Le bailleur ne peut pas raisonner comme si l’aide publique n’avait pas existé. Bercy indique que, si le propriétaire bailleur envisage de réévaluer le loyer, il doit déduire le montant de MaPrimeRénov’ du montant des travaux d’amélioration ou de mise en conformité justifiant cette réévaluation.

Autrement dit, la prime ne doit pas servir deux fois : une première fois pour financer les travaux, une seconde fois pour augmenter le loyer sur la base d’un coût que le bailleur n’a pas intégralement supporté.

Exemple simple. Un bailleur réalise 12 000 euros de travaux. Il reçoit 4 000 euros de MaPrimeRénov’. S’il invoque ces travaux pour discuter le loyer, il ne peut pas présenter les 12 000 euros comme une dépense entièrement restée à sa charge. La base utile doit être retraitée de l’aide reçue.

La question de la hausse de loyer dépend ensuite du bail, de la date, du type de location, de la zone géographique, de l’encadrement applicable et des règles propres aux logements énergivores. À Paris et dans plusieurs communes d’Île-de-France, l’encadrement des loyers et les règles sur les compléments de loyer imposent une vérification plus fine.

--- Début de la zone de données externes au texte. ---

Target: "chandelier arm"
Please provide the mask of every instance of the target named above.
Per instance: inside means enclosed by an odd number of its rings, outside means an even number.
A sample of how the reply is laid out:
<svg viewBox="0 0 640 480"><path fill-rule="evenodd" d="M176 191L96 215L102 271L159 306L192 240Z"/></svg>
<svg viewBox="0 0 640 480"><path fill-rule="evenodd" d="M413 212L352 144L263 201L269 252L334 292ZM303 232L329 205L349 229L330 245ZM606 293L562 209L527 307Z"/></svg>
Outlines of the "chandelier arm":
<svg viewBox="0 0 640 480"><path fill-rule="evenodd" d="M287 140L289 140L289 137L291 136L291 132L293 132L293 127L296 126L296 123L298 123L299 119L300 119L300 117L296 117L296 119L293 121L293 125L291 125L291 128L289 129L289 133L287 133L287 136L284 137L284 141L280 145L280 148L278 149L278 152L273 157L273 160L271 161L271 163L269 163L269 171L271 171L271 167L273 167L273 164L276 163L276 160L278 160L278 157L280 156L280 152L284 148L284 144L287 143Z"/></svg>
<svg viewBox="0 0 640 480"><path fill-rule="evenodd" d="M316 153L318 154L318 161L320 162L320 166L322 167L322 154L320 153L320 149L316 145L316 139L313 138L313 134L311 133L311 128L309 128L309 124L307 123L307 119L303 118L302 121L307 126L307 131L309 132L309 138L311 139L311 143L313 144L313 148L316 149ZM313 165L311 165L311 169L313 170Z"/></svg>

Le bailleur doit donc préparer un dossier de calcul :

  • bail en cours ;
  • dernier loyer appliqué ;
  • indice de révision éventuel ;
  • factures de travaux ;
  • montant exact de la prime ;
  • autres aides reçues ;
  • DPE avant et après travaux ;
  • courrier adressé au locataire.

Un locataire qui reçoit une hausse de loyer après des travaux subventionnés peut demander le détail. Si la réponse ne distingue pas le coût réel supporté par le bailleur et la part financée par l’aide, la contestation devient plus sérieuse.

Quand le remboursement de la prime peut devenir un vrai risque

Le remboursement partiel peut se discuter dans plusieurs situations. La plus évidente est l’absence de location dans le délai d’un an. Une autre situation fréquente concerne l’interruption de la location avant la fin des six ans.

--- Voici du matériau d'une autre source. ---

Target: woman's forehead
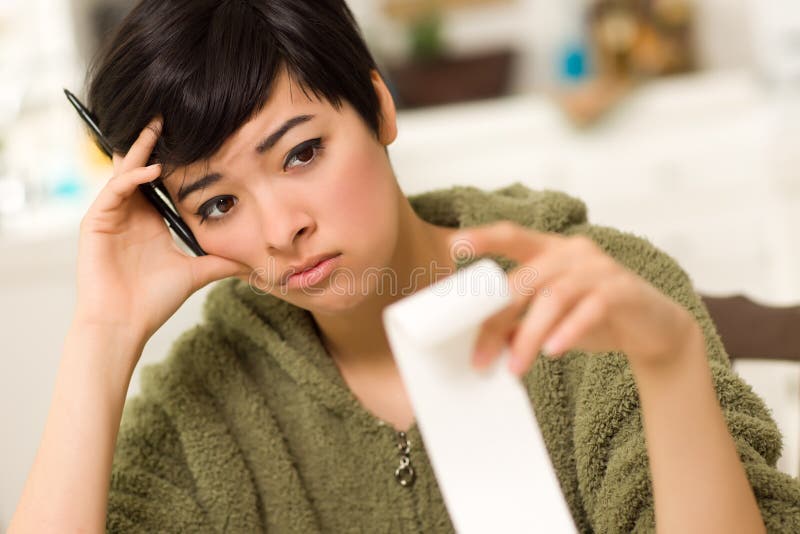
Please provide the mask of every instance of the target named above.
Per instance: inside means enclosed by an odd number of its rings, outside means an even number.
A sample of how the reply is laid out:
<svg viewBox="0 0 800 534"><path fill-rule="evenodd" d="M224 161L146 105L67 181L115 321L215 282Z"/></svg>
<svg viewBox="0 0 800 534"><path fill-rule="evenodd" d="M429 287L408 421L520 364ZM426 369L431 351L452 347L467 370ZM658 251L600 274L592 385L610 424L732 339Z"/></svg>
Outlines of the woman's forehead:
<svg viewBox="0 0 800 534"><path fill-rule="evenodd" d="M304 124L328 123L332 115L340 113L341 110L327 100L308 93L291 80L276 80L274 91L264 106L228 137L216 153L207 159L172 169L169 176L178 179L165 181L170 193L176 195L179 187L211 172L224 173L224 169L237 158L250 152L265 153L274 149L295 128Z"/></svg>
<svg viewBox="0 0 800 534"><path fill-rule="evenodd" d="M277 132L287 122L297 120L297 117L310 117L319 122L335 113L337 109L330 102L318 97L283 72L276 78L264 105L225 140L209 161L226 160L240 150L252 149L264 140L265 135ZM259 141L255 141L256 139ZM202 166L202 163L199 164Z"/></svg>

Le risque peut aussi apparaître lorsque les pièces remises dans le dossier ne correspondent pas à la réalité. Un devis trop vague, une facture différente, une entreprise non qualifiée lorsqu’elle devait l’être, des travaux commencés avant l’accord sans exception applicable ou une occupation non conforme peuvent fragiliser le dossier.

Il faut distinguer deux litiges.

D’abord, le litige avec l’administration ou l’Anah. Il porte sur l’octroi, le paiement, le contrôle ou la restitution de l’aide. Il nécessite de reprendre le dossier administratif, les notifications, les conditions de l’aide et les justificatifs.

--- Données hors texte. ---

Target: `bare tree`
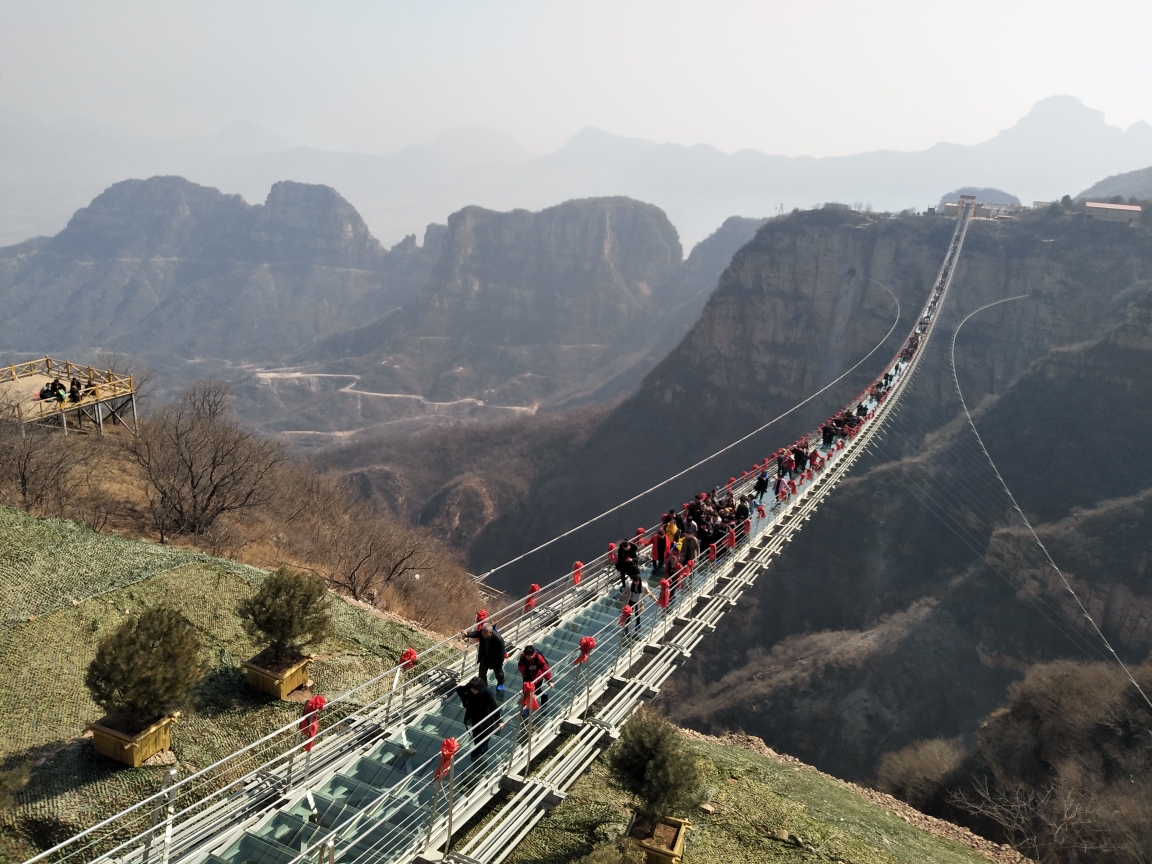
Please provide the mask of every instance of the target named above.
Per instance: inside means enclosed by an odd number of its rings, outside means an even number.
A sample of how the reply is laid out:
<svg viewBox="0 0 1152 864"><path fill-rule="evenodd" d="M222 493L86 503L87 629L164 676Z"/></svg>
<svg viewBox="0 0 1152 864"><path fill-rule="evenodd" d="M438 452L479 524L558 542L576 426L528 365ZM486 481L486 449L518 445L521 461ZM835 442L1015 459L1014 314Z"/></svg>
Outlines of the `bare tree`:
<svg viewBox="0 0 1152 864"><path fill-rule="evenodd" d="M22 425L10 407L0 406L0 494L29 512L58 513L80 482L74 469L84 461L84 442L38 423Z"/></svg>
<svg viewBox="0 0 1152 864"><path fill-rule="evenodd" d="M1022 783L990 784L981 779L973 794L954 792L951 800L1000 826L1012 848L1040 864L1076 860L1105 851L1095 824L1091 796L1062 783L1041 788Z"/></svg>
<svg viewBox="0 0 1152 864"><path fill-rule="evenodd" d="M235 421L230 396L222 382L199 381L143 418L128 442L162 540L204 534L221 515L273 494L282 449Z"/></svg>
<svg viewBox="0 0 1152 864"><path fill-rule="evenodd" d="M325 577L356 600L374 599L417 574L434 577L445 563L430 532L381 519L359 502L317 520L316 530Z"/></svg>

Ensuite, le litige avec le locataire. Il peut porter sur la hausse de loyer, la décence du logement, les troubles pendant les travaux, la baisse de charges attendue, la performance énergétique ou l’information donnée. Ce litige relève davantage du bail d’habitation et des preuves échangées entre bailleur et locataire.

Les deux dossiers se croisent souvent. Un bailleur qui a mal informé son locataire peut aussi avoir mal préparé son dossier Anah. Un locataire qui conteste une hausse de loyer peut révéler que l’aide n’a pas été correctement déduite du coût invoqué.

MaPrimeRénov’, DPE et passoires thermiques : attention aux raccourcis

MaPrimeRénov’ ne dispense pas le bailleur des règles de location applicables au logement. Si le logement reste énergétiquement fragile après les travaux, il faut vérifier sa classe DPE, sa décence énergétique et les restrictions applicables aux logements classés F ou G.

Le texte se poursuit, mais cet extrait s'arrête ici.